Acute Porphyrias

The symptoms and signs of attacks are nonspecific and can mimic many other disease processes. Constipation, fatigue, mental status changes (often described as "fogginess"), and insomnia typically precede an acute attack. The most common symptoms of an attack are

• Abdominal pain

• Vomiting

Abdominal pain may be excruciating and is disproportionate to abdominal tenderness or other physical signs. Abdominal manifestations may result from effects on visceral nerves. Usually, there is no inflammation, the abdomen is not tender, and there are no peritoneal signs.

A minority of patients with acute hepatic porphyrias also develop acute pancreatitis, for which alternative potential causes, such as gallstones, excess alcohol use, and severe hypertriglyceridemia, are not found.

Temperature and white blood cell count are usually normal or only slightly increased. Bowel distention may develop as a result of paralytic ileus. The urine is red or reddish brown and strongly positive for porphobilinogen during an attack.

All components of the peripheral nervous system and the central nervous system may be involved. Motor neuropathy is common with severe and prolonged attacks. Muscle weakness usually begins in the extremities but can involve any motor neuron or cranial nerve and proceed to tetraplegia. Bulbar involvement can cause respiratory failure.

Central nervous system involvement may cause seizures or mental disturbances (eg, apathy, delirium, depression, agitation, frank psychosis, hallucinations). Seizures, psychotic behavior, and hallucinations may be due to or exacerbated by hyponatremia or hypomagnesemia. Hyponatremia may occur during an acute attack due to excessive vasopressin1).

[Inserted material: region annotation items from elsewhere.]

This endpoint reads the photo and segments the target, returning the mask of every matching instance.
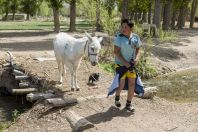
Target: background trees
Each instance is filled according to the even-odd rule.
[[[86,20],[96,31],[110,26],[105,21],[119,23],[122,18],[170,30],[183,28],[186,21],[193,28],[197,4],[198,0],[0,0],[0,14],[5,21],[9,13],[13,21],[16,13],[27,14],[27,20],[37,15],[52,17],[55,32],[60,31],[60,17],[69,18],[69,31],[76,30],[77,18]]]

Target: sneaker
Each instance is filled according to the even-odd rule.
[[[116,100],[115,100],[115,105],[116,105],[117,107],[121,107],[120,101],[116,101]]]
[[[125,109],[131,112],[135,111],[135,108],[131,104],[126,104]]]

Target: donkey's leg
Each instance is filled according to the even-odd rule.
[[[63,64],[62,62],[57,59],[57,64],[58,64],[58,70],[59,70],[59,82],[62,84],[63,83]]]
[[[74,82],[74,68],[73,64],[68,64],[68,68],[71,74],[71,91],[74,91],[75,89],[75,82]]]
[[[77,70],[79,68],[80,62],[81,60],[79,60],[78,62],[74,64],[74,81],[75,81],[75,87],[77,91],[80,90],[80,87],[78,86],[78,83],[77,83]]]

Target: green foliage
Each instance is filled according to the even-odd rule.
[[[0,122],[0,132],[3,132],[3,130],[8,128],[9,126],[9,123],[7,122]]]
[[[142,47],[142,54],[138,64],[136,66],[136,70],[138,74],[142,78],[151,78],[157,75],[156,68],[151,64],[150,57],[151,57],[151,49],[152,49],[152,38],[148,37],[147,41],[145,42],[145,47]]]
[[[38,9],[38,15],[39,16],[52,16],[52,9],[48,7],[48,4],[46,1],[43,1]]]
[[[160,42],[173,42],[177,39],[177,32],[174,30],[164,31],[162,28],[159,29],[159,39]]]
[[[12,111],[12,119],[13,119],[14,122],[16,121],[18,116],[20,116],[20,111],[18,111],[17,109]]]

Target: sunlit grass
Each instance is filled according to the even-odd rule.
[[[157,95],[167,100],[176,102],[198,101],[198,69],[187,70],[165,77],[149,80],[153,86],[157,86]]]

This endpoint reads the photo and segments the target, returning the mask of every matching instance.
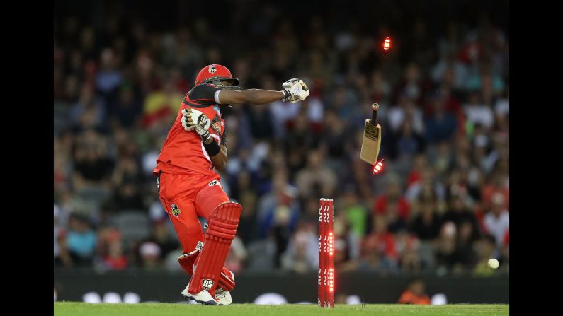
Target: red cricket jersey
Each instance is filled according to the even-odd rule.
[[[154,175],[160,171],[173,175],[215,174],[201,137],[194,131],[185,130],[182,126],[182,110],[195,109],[207,115],[211,119],[209,127],[211,136],[217,144],[224,145],[224,119],[215,100],[215,92],[219,90],[211,84],[200,84],[186,95],[157,159],[157,167],[153,170]]]

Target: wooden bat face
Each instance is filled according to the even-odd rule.
[[[366,119],[360,159],[370,165],[375,165],[377,161],[380,146],[381,127],[379,124],[373,125],[370,122],[370,119]]]

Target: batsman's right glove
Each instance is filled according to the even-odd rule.
[[[309,87],[301,79],[290,79],[284,82],[282,87],[284,89],[282,100],[284,102],[295,103],[302,101],[309,96]]]

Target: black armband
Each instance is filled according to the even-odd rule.
[[[205,144],[204,141],[203,147],[205,148],[205,150],[207,151],[207,153],[209,153],[210,157],[213,157],[214,156],[219,153],[220,151],[221,151],[221,147],[217,144],[217,142],[215,140],[212,141],[209,144]]]

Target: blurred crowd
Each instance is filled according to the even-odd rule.
[[[243,206],[229,269],[316,271],[328,197],[339,271],[486,276],[491,257],[508,271],[508,30],[487,15],[395,32],[285,10],[243,1],[227,33],[207,15],[163,30],[136,15],[55,18],[56,267],[181,271],[152,171],[195,74],[221,64],[243,88],[291,78],[311,88],[301,103],[223,111],[222,183]],[[377,176],[358,159],[373,103],[386,163]]]

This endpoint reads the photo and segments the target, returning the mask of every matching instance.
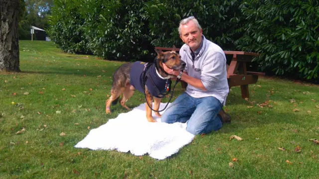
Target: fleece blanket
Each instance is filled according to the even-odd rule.
[[[141,104],[129,112],[120,114],[116,118],[109,119],[106,124],[91,130],[75,147],[130,152],[136,156],[148,154],[162,160],[176,153],[193,139],[194,135],[186,130],[186,123],[161,122],[160,118],[154,112],[153,117],[158,122],[148,122],[145,105]],[[165,105],[161,103],[160,110]]]

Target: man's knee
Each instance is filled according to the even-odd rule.
[[[197,127],[197,126],[190,126],[187,125],[187,127],[186,127],[186,130],[190,133],[195,135],[203,133],[202,130],[199,129],[198,127]]]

Excess catecholamines generally cause restlessness and tachycardia. Rarely, catecholamine-induced arrhythmias cause sudden death. Labile hypertension with transiently high blood pressure may cause vascular changes progressing to irreversible hypertension if untreated. Chronic kidney disease in acute porphyria is multifactorial; acute hypertension (possibly leading to chronic hypertension) is likely a main precipitating factor. However, genetic factors, especially a genetic variation in the peptide transporter 2 (PEPT2) gene, which encodes a peptide and amino acid transporter that can affect reabsorption of ALA in the proximal tubule, have been found in patients with acute intermittent porphyria who have developed chronic kidney disease. Specifically, carriers of the higher affinity variant (PEPT2*1*1) have been found to have more severe renal dysfunction than carriers of the lower affinity variants.

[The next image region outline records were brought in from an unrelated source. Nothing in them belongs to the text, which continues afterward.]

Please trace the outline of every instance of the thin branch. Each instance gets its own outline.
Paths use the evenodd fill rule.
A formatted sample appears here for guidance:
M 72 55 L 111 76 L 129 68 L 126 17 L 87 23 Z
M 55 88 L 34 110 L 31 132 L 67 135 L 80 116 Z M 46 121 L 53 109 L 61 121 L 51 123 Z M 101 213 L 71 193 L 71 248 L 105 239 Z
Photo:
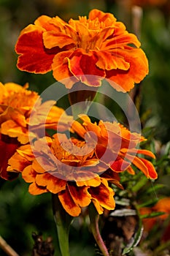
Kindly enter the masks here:
M 0 236 L 0 247 L 9 256 L 19 256 L 19 255 Z

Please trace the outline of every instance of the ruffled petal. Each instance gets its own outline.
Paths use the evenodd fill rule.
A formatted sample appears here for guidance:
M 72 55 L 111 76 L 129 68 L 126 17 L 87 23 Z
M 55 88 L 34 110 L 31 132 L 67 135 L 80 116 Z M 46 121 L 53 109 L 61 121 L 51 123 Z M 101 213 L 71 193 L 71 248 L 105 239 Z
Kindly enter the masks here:
M 37 195 L 46 193 L 47 192 L 47 189 L 46 189 L 43 187 L 37 186 L 35 182 L 29 185 L 28 192 L 31 195 Z
M 58 198 L 65 211 L 72 217 L 79 216 L 81 208 L 75 203 L 66 187 L 65 191 L 58 193 Z
M 114 88 L 116 83 L 122 87 L 123 91 L 128 91 L 134 86 L 134 83 L 140 83 L 148 74 L 147 59 L 142 49 L 116 49 L 115 53 L 116 56 L 124 58 L 125 61 L 130 64 L 130 67 L 128 70 L 107 71 L 106 78 L 109 79 L 109 82 Z M 120 91 L 120 89 L 115 89 Z
M 58 51 L 45 48 L 44 31 L 40 26 L 29 25 L 21 33 L 15 46 L 16 53 L 20 54 L 18 60 L 19 69 L 41 74 L 52 69 L 53 59 Z
M 91 195 L 88 191 L 88 187 L 76 187 L 69 183 L 68 189 L 74 203 L 80 207 L 87 206 L 90 203 Z

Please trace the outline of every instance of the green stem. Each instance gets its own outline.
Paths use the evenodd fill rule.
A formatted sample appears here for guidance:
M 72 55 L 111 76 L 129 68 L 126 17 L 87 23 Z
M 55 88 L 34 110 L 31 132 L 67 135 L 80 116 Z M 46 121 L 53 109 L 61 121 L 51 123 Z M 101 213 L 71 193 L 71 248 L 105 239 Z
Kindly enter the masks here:
M 73 217 L 63 209 L 58 195 L 52 194 L 52 202 L 61 255 L 69 256 L 69 234 Z
M 96 88 L 85 90 L 87 86 L 81 82 L 74 85 L 74 91 L 69 90 L 69 100 L 75 119 L 79 114 L 87 114 L 97 94 Z
M 101 236 L 98 228 L 99 214 L 97 213 L 94 206 L 91 203 L 89 206 L 89 217 L 90 221 L 90 227 L 94 236 L 94 238 L 104 256 L 109 256 L 108 250 L 104 244 L 104 242 Z

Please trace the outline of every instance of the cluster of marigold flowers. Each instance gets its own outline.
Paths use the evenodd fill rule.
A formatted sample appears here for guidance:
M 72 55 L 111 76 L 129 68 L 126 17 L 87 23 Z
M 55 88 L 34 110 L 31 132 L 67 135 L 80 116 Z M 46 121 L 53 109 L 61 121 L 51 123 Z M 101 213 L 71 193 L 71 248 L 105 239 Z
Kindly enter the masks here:
M 80 17 L 68 23 L 58 16 L 41 16 L 21 31 L 15 49 L 19 69 L 53 70 L 58 80 L 70 78 L 67 89 L 79 80 L 84 86 L 101 86 L 108 78 L 117 90 L 127 91 L 148 72 L 139 46 L 136 37 L 112 14 L 94 10 L 88 19 Z M 134 175 L 138 169 L 148 178 L 157 178 L 152 164 L 144 158 L 155 156 L 139 148 L 145 138 L 117 122 L 93 123 L 83 113 L 79 118 L 74 121 L 55 102 L 42 102 L 27 85 L 1 83 L 0 175 L 10 180 L 20 173 L 32 195 L 57 194 L 73 217 L 91 203 L 101 214 L 104 208 L 115 208 L 110 184 L 123 189 L 120 173 Z M 55 131 L 53 136 L 48 129 Z M 45 135 L 39 132 L 43 129 Z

Some patients have prolonged symptoms of lesser intensity (eg, obstipation, fatigue, headache, back or thigh pain, paresthesias, tachycardia, dyspnea, insomnia, depression, anxiety or other disturbances of mood, seizures). Chronic symptoms between attacks probably occur in many patients, especially those who have experienced more than one acute attack, with pain the most frequent symptom (2). Many patients experience daily symptoms.

Fragile skin and bullous eruptions may develop on sun-exposed areas, even in the absence of neurovisceral symptoms. Often patients are not aware of the connection to sun exposure. Cutaneous manifestations are identical to those of porphyria cutanea tarda; lesions typically occur on the dorsal aspects of the hands and forearms, the face, ears, and neck.

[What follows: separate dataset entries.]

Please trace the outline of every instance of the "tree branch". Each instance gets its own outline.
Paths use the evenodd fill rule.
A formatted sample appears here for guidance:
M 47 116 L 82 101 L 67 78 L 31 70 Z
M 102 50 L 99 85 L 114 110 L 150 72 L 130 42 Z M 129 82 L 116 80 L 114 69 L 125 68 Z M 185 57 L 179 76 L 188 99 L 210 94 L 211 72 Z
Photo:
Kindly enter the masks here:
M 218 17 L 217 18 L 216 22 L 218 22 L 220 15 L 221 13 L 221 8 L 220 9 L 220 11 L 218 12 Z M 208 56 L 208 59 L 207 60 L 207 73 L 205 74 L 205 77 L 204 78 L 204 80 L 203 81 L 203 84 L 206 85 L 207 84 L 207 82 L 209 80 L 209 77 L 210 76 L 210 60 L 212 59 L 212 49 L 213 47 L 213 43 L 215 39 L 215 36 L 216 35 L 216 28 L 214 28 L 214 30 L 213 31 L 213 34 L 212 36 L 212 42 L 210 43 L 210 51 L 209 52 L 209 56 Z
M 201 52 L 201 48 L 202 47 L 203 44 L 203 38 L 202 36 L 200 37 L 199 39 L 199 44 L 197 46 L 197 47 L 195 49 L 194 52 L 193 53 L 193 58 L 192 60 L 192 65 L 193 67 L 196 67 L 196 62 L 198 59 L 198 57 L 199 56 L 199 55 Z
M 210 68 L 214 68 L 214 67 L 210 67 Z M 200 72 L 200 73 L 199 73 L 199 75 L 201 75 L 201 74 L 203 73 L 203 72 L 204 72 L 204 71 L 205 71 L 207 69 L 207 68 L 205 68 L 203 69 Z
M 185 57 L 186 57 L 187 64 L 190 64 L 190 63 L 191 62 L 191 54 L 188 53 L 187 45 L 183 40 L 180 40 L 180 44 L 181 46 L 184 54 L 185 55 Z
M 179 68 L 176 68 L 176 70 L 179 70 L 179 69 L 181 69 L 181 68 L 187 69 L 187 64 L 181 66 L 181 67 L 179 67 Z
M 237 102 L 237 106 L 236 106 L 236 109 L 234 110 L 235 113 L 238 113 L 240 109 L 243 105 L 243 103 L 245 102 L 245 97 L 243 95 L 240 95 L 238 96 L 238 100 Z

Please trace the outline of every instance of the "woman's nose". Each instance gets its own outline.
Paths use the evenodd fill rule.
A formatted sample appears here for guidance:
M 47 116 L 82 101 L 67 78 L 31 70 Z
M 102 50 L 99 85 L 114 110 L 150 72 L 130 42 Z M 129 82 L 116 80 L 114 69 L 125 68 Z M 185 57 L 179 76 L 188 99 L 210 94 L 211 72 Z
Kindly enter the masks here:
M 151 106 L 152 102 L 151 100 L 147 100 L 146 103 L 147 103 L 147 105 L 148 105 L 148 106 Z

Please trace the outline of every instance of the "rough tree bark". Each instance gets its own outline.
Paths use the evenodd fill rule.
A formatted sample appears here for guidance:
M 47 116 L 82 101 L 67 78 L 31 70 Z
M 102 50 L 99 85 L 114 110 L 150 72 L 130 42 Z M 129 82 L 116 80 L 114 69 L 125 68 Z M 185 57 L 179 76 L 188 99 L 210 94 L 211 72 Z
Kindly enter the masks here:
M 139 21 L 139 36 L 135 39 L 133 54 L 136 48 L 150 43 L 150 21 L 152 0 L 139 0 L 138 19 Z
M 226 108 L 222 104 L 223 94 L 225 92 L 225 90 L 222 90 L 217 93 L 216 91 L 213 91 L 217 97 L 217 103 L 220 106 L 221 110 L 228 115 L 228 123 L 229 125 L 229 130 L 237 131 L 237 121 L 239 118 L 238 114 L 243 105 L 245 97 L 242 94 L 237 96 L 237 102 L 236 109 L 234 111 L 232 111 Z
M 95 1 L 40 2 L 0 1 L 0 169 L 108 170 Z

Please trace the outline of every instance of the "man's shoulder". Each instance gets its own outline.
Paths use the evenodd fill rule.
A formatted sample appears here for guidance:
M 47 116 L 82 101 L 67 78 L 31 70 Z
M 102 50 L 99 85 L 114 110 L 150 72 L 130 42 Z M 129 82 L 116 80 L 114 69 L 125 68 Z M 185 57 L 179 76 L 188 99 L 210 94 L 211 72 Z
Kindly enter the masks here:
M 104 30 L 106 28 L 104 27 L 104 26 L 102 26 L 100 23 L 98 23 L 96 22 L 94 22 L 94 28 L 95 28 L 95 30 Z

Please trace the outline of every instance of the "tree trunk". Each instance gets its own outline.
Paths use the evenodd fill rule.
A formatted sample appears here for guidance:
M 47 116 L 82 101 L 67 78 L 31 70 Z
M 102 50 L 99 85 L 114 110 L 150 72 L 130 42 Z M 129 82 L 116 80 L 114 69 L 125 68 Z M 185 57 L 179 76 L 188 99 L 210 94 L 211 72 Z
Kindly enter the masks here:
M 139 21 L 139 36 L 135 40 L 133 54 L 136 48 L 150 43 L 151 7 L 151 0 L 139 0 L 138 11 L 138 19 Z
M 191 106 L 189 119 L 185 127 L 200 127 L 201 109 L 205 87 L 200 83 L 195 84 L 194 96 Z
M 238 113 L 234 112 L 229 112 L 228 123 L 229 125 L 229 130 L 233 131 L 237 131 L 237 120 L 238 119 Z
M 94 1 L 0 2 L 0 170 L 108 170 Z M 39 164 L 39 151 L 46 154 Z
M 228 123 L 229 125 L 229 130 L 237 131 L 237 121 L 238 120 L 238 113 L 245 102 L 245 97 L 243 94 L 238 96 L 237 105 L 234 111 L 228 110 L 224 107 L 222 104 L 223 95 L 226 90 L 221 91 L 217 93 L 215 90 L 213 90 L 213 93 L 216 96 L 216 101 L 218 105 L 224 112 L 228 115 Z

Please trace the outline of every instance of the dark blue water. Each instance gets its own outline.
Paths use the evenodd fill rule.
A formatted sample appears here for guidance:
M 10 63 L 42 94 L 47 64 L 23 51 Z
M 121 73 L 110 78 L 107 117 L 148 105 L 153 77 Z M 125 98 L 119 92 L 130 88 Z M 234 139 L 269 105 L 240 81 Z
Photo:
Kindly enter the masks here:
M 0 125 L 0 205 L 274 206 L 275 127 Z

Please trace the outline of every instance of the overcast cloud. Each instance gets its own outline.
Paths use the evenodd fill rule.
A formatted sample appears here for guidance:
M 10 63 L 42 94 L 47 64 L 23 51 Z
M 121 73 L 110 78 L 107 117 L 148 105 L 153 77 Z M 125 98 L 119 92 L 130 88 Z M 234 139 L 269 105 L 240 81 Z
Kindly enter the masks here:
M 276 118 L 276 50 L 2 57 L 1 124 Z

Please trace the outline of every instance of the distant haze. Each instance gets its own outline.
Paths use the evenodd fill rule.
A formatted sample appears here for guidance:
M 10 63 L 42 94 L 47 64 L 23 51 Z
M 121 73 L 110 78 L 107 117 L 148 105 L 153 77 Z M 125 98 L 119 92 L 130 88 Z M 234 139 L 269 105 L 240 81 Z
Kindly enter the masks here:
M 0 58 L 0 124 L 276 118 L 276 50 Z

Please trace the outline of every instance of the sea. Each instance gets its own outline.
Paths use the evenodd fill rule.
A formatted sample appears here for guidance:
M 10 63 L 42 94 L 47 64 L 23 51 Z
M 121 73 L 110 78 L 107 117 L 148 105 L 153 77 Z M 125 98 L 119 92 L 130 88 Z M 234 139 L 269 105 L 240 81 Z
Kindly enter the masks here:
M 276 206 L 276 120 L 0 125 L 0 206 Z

Motor involvement during acute attacks may lead to persistent muscle weakness and muscle atrophy between attacks. Cirrhosis, hepatocellular carcinoma, systemic arterial hypertension, and renal impairment become more common after middle age in acute intermittent porphyria and possibly also in variegate porphyria and hereditary coproporphyria, especially in patients with previous porphyric attacks (3).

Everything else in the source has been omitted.